The research that the depth information based on Kinect risen in year carries out gesture identification can improve this situation, but this method calculates
Amount is big, it is impossible to reaches good real-time.
The content of the invention:
The technical problems to be solved by the invention are:Overcome the deficiencies in the prior art, there is provided a kind of efficiently rapid, success rate it is high and
The quick finger dividing method based on geodesic curve distance algorithm and morphological recognition of Real-time segmentation effect can be reached.
The technical scheme is that:
1st, a kind of quick finger dividing method based on geodesic curve distance algorithm and morphological recognition, it is characterized in that:Using gesture
Depth image as input, with depth and principal direction Threshold segmentation carry out hand Segmentation;And for motion blur and
Sensor noise, the filtering of noise and smooth is carried out with medium filtering and closing operation of mathematical morphology;After being pre-processed, by image
Binaryzation, potential finger tip is found apart from extreme value using the geodesic curve in the image FX after binaryzation for plane finger tip
Point;Judge to differentiate true finger tip finally by morphologic feature, and the region for meeting feature is designated as finger pixel, complete hand
Refer to segmentation.
2nd, the quick finger segmentation side according to claim 1 based on geodesic curve distance algorithm and morphological recognition
Method, it is characterized in that:The step of hand Segmentation is:Since a point a nearest from video camera, obtained hand maximum picture will be tested
Plain depth β is assigned to 0 as segmentation threshold with pixel value of a points pixel difference more than β;Such operation is based on a hypothesis:Hand
It is the object nearest from video camera, such hypothesis is also commonly used for gesture identification, and after such operation, still having can
Arm pixel can be left, remaining pixel is considered as the point cloud in three dimensions further to analyze its feature;Use principal component
Analysis PCA algorithms calculate the principal direction of remaining point cloud, then the length β of a hand is partitioned into from a points along principal direction, so
Can completes eliminating for most of non-hand pixel;Image after so treating is referred to as hand images.

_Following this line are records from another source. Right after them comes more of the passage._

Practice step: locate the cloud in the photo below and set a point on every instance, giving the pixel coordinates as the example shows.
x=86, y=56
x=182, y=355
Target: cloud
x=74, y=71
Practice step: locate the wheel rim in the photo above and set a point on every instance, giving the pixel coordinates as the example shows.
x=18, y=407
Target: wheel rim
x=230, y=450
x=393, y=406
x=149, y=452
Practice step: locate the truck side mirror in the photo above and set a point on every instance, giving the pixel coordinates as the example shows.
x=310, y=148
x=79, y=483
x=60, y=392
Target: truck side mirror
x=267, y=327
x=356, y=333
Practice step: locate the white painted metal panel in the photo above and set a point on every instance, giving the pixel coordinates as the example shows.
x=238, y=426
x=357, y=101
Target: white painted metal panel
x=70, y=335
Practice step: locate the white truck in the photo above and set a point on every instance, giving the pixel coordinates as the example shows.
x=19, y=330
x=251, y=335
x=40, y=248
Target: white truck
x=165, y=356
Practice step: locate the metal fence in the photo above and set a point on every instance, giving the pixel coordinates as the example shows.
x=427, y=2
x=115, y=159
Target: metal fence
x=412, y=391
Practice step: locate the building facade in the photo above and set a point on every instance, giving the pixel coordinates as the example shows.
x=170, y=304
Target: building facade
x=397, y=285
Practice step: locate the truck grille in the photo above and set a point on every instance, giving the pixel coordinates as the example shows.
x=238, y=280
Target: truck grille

3rd, the quick finger segmentation side according to claim 1 based on geodesic curve distance algorithm and morphological recognition
Method, it is characterized in that:Due to the characteristic of depth image, finger-image can show projection feature, employ one it is more quick
Detection algorithm obtain potential finger tip:The characteristics of finger tip is the human body end points on two dimensional surface, according to based on geodesic curve away from
Detection algorithm from extreme point screening human body end points can obtain potential finger tip pixel, make use of improved double scannings
Euclidean distance transform algorithms, to try to achieve hand images all pixels point to the geodesic curve of extreme value point set
Distance, and constantly expand extreme value point set with recursive mode, so as to identify potential finger tip point.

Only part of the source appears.